What are long-line fisheries?

As the name implies, long-line fisheries use a long line - a piece of rope or nylon - that lies in the water supporting baited hooks. There are two main types of long-lines:

Albatrosses Giant Peterels
Albatross and Giant Petrels scavenging fish offal from long-line fishing vessel

Surface long-lines are suspended about 200 metres below the surface from floats. They might exceed 100km in length and carry 3000 baited hooks suspended on 40m-long branch lines. Baited hooks are spaces about 50m apart and bob up and down in the water to attract fish. Surface long-lining is used all around the world to catch highly prized mid water fish like tuna and swordfish.

Bottom or ground long-lining is used to catch deep water fishes like ling, hake and Patagonian Toothfish. Bottom long-lines are heavier than surface long-lines and carry many more hooks on much shorter lines. Every year bottom long-liners set hundreds of millions of baited hooks into oceans inhabited by albatrosses.

Drowned Black Browed Albatross
Drowned black-browed Albatross

Albatrosses' awesome flying ability and vast ranges make it easy for them to follow fishing vessels - particularly when there's a free feed on offer.

As the baited hooks are deployed by the fishing trawlers, the albatross dive for the baits, the hooks lodge in the bill or throat and the bird is dragged under and drowned.

In the Southern Ocean, where most albatross species range, it is likely that tens-of-thousands of albatrosses and other petrel species are killed annually.

Surface long-lining is the biggest threat to wandering albatross - the slow-moving birds have time to attack the long branch lines floundering in the water. Bottom long-lining is less of a threat to wanderers as the heavier lines sink faster and they are out-competed by smaller, more manoeuvrable species like black-browed albatrosses.
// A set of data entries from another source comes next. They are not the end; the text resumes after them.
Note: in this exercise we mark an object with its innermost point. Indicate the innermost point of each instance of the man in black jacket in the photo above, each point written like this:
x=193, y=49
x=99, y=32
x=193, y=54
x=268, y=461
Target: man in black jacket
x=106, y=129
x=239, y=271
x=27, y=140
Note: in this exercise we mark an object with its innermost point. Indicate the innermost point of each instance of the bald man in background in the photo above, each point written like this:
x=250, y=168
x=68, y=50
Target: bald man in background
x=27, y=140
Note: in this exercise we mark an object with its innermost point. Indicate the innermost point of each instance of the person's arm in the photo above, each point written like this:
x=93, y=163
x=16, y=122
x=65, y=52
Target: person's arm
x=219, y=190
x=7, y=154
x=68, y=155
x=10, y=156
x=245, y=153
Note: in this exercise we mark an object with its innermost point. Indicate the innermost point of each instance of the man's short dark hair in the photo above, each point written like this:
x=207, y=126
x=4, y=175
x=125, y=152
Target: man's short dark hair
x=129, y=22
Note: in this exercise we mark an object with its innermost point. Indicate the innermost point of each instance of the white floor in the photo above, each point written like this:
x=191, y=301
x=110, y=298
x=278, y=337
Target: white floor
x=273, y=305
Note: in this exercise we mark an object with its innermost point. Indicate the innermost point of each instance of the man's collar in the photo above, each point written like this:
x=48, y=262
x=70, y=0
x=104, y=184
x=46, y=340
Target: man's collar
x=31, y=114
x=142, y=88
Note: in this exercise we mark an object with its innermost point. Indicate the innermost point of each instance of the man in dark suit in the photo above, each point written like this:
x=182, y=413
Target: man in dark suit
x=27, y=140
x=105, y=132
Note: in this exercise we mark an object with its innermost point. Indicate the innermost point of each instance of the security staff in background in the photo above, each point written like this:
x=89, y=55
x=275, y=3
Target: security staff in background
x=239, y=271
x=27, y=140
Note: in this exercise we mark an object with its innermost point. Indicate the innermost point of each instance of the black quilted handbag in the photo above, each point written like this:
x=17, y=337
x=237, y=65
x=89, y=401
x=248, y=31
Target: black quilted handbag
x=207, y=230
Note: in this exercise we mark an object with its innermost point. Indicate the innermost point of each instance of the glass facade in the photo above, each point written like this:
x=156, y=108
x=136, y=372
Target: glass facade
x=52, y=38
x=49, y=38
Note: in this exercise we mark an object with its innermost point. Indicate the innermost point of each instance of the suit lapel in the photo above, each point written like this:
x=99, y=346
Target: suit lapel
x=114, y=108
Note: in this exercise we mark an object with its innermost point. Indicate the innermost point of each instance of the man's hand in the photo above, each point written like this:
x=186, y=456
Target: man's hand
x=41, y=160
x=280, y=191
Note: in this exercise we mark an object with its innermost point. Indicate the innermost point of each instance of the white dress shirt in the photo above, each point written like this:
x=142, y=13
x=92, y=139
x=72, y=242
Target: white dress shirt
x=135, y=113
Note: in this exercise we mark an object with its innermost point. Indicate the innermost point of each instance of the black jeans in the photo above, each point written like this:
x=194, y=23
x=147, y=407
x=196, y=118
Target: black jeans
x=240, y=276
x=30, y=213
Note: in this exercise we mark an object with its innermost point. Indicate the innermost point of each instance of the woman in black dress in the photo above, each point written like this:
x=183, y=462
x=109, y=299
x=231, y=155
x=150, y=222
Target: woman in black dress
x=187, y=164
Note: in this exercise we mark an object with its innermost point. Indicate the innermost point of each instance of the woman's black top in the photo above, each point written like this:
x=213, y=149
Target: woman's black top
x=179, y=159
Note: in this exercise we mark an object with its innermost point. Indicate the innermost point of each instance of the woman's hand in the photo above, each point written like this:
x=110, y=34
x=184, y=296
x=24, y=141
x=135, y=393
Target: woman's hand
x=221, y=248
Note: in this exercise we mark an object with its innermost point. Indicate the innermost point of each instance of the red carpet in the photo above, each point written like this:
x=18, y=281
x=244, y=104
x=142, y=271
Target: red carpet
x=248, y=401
Black-brows and grey-headed albatrosses are particularly vulnerable to long-lining - both surface and ground - as they are good divers and can reach the baits as deep as two metres down.

The birds are also inadvertently encouraged to hang around the ship as the offal from the cleaned catch is thrown overboard, providing a veritable banquet.

Albatross hooked
Wandering albatross hooked and drowned

The problem is most severe in the illegal long-line fishery for Patagonian Toothfish because the fishery occurs in defiance of the law and international agreements designed to protect fish stocks and bycatch species like seabirds. Clearly, it's unlikely that efforts would be made by these fishermen to safeguard seabirds from becoming hooked.

Measures to reduce albatross mortality in long-line fisheries do exist and have done for at least 10 years. The most effective are night fishing, flying lines of streamers behind boats to scare albatrosses off hooks, adding weight to long-lines so they sink faster, setting long-lines deep underwater and expelling offal discreetly.

However, experience has shown that educating fishermen about mitigation measures, though essential, is unlikely to make fishermen comply with conservation requests voluntarily. So it is vital that mitigation devices are easy to employ, cost-effective - and are legislated for by authorities. This summarises the focus of Peregrine's albatross conservation initiatives: grass roots development of mitigation devices; education; and advocacy for fisheries regulation.